The quest for a Harry Potter-style invisibility cloak has taken another step big step forward, as engineers from the UK have for the first time successfully demonstrated a device which enables curved surfaces to appear flat when exposed to electromagnetic waves.

While their breakthrough doesn’t mean that people or objects are going to be able to disappear from sight anytime soon, it could change how antennas are tethered to their platform, making it possible for different sized and shaped ones to be attached to a variety of unusual surfaces.

According to study co-author Yang Hao, a Professor of Antennas and Electromagnetics in the School of Electronic Engineering and Computer Science at Queen Mary, University of London (QUML), his team’s design was “based upon transformation optics,” which is one of the primary concepts driving the ongoing research into the invisibility cloak concept.

“Previous research has shown this technique working at one frequency,” Professor Hao added in a statement Friday. “However, we can demonstrate that it works at a greater range of frequencies making it more useful for other engineering applications, such as… the aerospace industry.”

Breakthrough could benefit a number of different industries

The QMUL engineers coated a curved surface, approximately the same size as a tennis ball with a nanocomposite medium, with seven distinct layers called graded index nanocomposite.
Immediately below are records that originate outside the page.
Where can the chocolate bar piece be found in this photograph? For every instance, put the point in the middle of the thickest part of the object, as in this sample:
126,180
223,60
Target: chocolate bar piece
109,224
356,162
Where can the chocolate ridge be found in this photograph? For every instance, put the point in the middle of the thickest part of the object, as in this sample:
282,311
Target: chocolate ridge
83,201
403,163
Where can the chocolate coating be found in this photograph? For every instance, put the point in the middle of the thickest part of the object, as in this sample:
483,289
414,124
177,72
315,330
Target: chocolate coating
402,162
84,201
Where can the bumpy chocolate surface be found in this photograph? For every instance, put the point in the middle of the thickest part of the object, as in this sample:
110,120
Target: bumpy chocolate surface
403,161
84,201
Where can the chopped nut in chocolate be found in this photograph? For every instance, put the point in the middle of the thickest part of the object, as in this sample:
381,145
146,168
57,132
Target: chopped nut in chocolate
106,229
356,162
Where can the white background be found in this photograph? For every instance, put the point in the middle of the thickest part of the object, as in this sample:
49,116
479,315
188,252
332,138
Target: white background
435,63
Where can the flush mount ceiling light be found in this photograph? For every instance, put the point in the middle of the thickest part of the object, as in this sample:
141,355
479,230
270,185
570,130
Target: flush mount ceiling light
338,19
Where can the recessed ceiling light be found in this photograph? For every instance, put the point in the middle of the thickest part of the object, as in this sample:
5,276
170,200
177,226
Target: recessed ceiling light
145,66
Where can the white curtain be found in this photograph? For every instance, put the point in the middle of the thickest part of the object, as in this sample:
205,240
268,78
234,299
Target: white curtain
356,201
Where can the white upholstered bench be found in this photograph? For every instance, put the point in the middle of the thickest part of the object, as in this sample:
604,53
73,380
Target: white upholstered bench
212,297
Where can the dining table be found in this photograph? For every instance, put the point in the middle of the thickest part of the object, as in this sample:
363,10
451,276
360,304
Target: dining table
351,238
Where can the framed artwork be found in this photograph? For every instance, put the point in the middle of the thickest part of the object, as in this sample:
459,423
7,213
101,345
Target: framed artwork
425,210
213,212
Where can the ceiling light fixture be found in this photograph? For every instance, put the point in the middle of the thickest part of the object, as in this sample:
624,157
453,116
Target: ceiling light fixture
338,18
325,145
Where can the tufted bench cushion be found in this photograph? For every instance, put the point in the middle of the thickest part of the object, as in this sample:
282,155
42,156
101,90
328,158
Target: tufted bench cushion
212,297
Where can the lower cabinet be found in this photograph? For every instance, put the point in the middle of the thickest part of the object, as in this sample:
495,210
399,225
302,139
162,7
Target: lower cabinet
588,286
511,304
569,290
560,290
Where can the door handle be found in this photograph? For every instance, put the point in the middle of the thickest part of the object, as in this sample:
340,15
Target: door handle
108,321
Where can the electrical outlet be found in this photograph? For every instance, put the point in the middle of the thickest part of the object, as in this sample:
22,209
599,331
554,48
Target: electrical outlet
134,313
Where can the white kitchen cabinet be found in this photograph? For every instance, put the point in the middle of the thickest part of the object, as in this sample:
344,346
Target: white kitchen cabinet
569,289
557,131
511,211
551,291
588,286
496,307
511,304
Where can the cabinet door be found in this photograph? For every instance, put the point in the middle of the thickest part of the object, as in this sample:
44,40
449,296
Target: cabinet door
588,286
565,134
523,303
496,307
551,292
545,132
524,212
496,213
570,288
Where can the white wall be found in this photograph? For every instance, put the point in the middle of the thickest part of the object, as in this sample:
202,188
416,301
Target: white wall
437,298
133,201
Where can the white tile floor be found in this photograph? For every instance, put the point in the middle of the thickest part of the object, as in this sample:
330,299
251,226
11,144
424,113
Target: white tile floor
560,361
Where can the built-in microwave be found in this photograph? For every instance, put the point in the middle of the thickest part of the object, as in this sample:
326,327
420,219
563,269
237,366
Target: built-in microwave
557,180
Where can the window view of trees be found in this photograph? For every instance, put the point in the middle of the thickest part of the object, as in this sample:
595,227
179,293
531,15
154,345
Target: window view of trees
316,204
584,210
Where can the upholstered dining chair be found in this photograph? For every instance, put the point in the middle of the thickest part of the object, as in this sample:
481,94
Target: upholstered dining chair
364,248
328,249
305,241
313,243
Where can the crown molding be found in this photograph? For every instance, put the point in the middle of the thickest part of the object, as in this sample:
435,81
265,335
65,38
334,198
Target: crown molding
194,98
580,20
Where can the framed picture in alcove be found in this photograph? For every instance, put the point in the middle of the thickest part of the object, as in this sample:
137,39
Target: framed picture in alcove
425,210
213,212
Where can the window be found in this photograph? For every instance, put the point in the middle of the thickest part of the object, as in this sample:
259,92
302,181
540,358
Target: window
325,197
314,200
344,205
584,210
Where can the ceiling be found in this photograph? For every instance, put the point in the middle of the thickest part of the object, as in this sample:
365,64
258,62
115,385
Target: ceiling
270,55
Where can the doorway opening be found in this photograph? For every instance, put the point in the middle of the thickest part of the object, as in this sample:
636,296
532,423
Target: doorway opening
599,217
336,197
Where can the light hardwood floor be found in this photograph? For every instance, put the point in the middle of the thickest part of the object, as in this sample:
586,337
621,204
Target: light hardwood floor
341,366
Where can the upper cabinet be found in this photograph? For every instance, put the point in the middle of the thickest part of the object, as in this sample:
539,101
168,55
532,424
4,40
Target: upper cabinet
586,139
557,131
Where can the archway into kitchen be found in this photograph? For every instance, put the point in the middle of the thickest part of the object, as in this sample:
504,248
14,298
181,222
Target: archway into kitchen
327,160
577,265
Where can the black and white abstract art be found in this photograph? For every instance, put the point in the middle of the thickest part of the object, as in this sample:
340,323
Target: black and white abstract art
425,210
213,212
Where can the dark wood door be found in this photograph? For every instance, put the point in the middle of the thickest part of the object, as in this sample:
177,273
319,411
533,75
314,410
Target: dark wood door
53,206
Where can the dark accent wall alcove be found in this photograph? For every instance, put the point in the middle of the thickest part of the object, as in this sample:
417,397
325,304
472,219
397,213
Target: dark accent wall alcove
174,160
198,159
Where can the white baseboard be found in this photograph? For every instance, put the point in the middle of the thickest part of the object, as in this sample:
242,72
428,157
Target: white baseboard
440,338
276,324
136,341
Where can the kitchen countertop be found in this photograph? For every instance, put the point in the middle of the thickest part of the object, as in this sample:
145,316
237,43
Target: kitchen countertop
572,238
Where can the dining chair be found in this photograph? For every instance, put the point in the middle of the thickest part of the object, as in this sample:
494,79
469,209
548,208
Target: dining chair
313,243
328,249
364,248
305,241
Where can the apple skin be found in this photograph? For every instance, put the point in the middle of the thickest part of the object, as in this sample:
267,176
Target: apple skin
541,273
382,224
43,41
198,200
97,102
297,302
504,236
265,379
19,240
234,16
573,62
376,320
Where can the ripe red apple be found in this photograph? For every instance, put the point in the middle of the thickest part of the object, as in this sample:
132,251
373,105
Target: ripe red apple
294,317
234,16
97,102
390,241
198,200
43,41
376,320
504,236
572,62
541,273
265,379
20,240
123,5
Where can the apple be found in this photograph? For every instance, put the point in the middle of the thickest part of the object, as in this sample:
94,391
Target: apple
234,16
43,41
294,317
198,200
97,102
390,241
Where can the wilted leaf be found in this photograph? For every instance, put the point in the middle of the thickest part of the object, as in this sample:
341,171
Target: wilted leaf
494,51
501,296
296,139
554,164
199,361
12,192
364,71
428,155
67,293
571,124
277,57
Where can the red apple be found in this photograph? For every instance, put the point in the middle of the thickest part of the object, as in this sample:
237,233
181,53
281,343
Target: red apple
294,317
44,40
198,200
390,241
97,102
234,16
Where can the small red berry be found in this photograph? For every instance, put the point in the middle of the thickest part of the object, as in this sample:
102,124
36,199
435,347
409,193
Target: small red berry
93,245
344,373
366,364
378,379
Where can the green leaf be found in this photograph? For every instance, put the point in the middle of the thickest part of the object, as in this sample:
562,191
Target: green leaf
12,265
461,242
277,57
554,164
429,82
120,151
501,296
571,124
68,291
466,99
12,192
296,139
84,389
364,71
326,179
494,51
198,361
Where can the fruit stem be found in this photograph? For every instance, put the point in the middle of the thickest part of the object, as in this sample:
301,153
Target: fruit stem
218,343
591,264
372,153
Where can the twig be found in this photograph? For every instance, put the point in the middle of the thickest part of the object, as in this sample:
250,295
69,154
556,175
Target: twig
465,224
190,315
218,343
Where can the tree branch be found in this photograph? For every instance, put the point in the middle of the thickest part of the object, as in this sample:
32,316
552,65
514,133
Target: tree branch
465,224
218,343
Each of the layer had a different electrical property based on its position, enabling an object to be hidden or “cloaked” rather than causing electromagnetic waves to be scattered.

When the cloaking device is not in use, the object’s presence along the path of the traveling wave causes a drastic change in its electric field configuration, Hao and his colleagues explained. Once activated, however, the application of the graded-index nanocomposite causes a reduction in how much shadowing is visible immediately after the object, as well as noticeable improvement in the reconstruction of wave fronts.

“In this paper, we experimentally demonstrate for the first time a dielectric surface wave cloak from engineered gradient index materials to illustrate the possibility of using nanocomposites to control surface wave propagation through advanced additive manufacturing,” they wrote, adding that the design “has much wider applications” than similar devices, “which span from microwave to optics for the control of surface plasmon polaritons (SPPs) and radiation of nanoantennas.”

“We demonstrated a practical possibility to use nanocomposites to control surface wave propagation through advanced additive manufacturing,” added lead author Dr. Luigi La Spada, also of QMUL. “Perhaps most importantly, the approach used can be applied to other physical phenomena that are described by wave equations, such as acoustics. For this reason, we believe that this work has a great industrial impact.”